To find the optimal number of trees 'early stopping' can be used. This can be done by using staged_predict(), it will iterate over the predictions made by the ensemble at each stage of training (1 tree, 2 trees, 3 trees, etc.). The validation error is commputed at each training stage to find the optimal number of trees. Once the optimal is found another GBRT ensemble is trained usinf the optimal parameters. 

In [82]:
from sklearn.metrics import mean_squared_error

X_val = X_test
y_val = y_test # for naming demonstration perposes only.

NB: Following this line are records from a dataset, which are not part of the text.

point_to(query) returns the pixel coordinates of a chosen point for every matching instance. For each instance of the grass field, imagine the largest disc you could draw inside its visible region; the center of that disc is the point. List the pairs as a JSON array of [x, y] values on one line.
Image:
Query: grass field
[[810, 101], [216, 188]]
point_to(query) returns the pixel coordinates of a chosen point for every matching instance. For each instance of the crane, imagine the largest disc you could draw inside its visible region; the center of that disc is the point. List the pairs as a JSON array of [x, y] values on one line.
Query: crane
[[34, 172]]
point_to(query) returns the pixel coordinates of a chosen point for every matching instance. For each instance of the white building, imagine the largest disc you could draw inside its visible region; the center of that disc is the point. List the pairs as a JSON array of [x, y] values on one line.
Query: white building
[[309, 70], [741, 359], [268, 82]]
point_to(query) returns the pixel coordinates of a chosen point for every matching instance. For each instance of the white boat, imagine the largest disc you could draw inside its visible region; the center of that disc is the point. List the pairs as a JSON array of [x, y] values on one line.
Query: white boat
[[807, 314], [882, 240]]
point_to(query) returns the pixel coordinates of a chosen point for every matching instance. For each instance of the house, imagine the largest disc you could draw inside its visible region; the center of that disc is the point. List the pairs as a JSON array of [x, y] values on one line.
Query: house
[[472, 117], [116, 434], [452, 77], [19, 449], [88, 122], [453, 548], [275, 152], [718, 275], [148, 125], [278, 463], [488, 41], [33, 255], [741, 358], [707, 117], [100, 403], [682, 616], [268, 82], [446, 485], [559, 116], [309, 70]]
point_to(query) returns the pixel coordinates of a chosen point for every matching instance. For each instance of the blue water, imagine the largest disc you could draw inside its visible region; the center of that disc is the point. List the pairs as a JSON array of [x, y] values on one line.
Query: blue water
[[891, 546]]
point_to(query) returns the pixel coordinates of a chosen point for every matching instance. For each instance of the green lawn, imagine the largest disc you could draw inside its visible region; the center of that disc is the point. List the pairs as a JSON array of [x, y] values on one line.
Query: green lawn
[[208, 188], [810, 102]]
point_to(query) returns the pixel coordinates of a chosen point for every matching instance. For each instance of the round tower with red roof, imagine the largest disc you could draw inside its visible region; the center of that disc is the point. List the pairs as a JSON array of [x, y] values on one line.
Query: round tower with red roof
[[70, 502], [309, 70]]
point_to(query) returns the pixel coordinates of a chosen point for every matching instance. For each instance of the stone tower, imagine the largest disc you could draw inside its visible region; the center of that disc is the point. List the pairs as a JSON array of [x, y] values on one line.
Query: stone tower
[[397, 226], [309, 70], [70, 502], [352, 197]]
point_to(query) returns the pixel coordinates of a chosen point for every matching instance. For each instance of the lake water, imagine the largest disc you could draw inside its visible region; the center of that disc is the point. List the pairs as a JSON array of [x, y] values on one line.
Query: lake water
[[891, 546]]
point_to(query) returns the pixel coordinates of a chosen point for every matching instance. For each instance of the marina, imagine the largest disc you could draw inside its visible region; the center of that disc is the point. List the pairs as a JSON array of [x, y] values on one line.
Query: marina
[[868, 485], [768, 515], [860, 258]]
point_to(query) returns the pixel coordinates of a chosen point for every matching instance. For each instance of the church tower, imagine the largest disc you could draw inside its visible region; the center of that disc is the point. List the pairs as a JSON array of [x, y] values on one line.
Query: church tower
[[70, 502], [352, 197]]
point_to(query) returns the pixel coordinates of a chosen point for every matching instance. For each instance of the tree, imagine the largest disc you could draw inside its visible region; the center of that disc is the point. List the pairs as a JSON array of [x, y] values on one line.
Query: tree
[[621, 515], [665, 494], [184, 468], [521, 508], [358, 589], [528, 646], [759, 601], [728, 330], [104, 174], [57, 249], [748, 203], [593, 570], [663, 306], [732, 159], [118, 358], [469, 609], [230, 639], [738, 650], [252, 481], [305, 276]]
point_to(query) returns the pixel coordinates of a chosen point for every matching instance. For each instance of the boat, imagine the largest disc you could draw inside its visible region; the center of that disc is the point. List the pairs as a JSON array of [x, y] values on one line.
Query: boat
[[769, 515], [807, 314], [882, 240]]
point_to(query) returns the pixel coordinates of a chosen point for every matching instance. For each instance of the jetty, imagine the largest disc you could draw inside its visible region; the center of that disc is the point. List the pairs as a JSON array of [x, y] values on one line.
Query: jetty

gbrt = GradientBoostingRegressor(max_depth=2, n_estimators=120)
gbrt.fit(X_train, y_train.ravel())

errors = [mean_squared_error(y_val, y_pred)
         for y_pred in gbrt.staged_predict(X_val)]
bst_n_estimators = np.argmin(errors)

gbrt_best = GradientBoostingRegressor(max_depth=2, n_estimators=bst_n_estimators)
gbrt_best.fit(X_train, y_train.ravel())

GradientBoostingRegressor(alpha=0.9, criterion='friedman_mse', init=None,
             learning_rate=0.1, loss='ls', max_depth=2, max_features=None,
             max_leaf_nodes=None, min_impurity_split=1e-07,
             min_samples_leaf=1, min_samples_split=2,
             min_weight_fraction_leaf=0.0, n_estimators=34, presort='auto',
             random_state=None, subsample=1.0, verbose=0, warm_start=False)

In [83]:
# It is also possible to implement early stopping by actually stopping training earlt instead of training a large number of trees
# and looking back to find the optimal number.

# To do this we set warm_start=True, which makes sklearn keep existing trees when the fit() method is called, allowing 
# incremental training.

gbrt = GradientBoostingRegressor(max_depth = 2, warm_start=True)

min_val_error = float("inf")
error_going_up = 0
for n_estimators in range(1, 120):
    gbrt.n_estimators = n_estimators
    gbrt.fit(X_train, y_train.ravel())
    y_pred = gbrt.predict(X_val)
    val_error = mean_squared_error(y_val, y_pred)
    if val_error < min_val_error:   # keep the best here
        min_val_error = val_error
        error_going_up = 0
    else:
        error_going_up += 1
        if error_going_up == 5:
            break  # early stop

### Stacking
Stacking (short for stacked generalization) is when a model is used perform model aggregation (rather than a simple hard voting or average function). To perform model stacking the training set is split in subsets. The first subset is used to train the level one predictors. Next, the first layer predictors are used to make predictions on the secod set. This ensures predictions are 'clean', since predictors never saw these instances during training. Finally a blender or meta layer predictor is trained on the new trainined set so it learns to predict the target value given the first layer.

Multiple (k) meta layer predictors can be used, the trick is to split the training set into k subsets.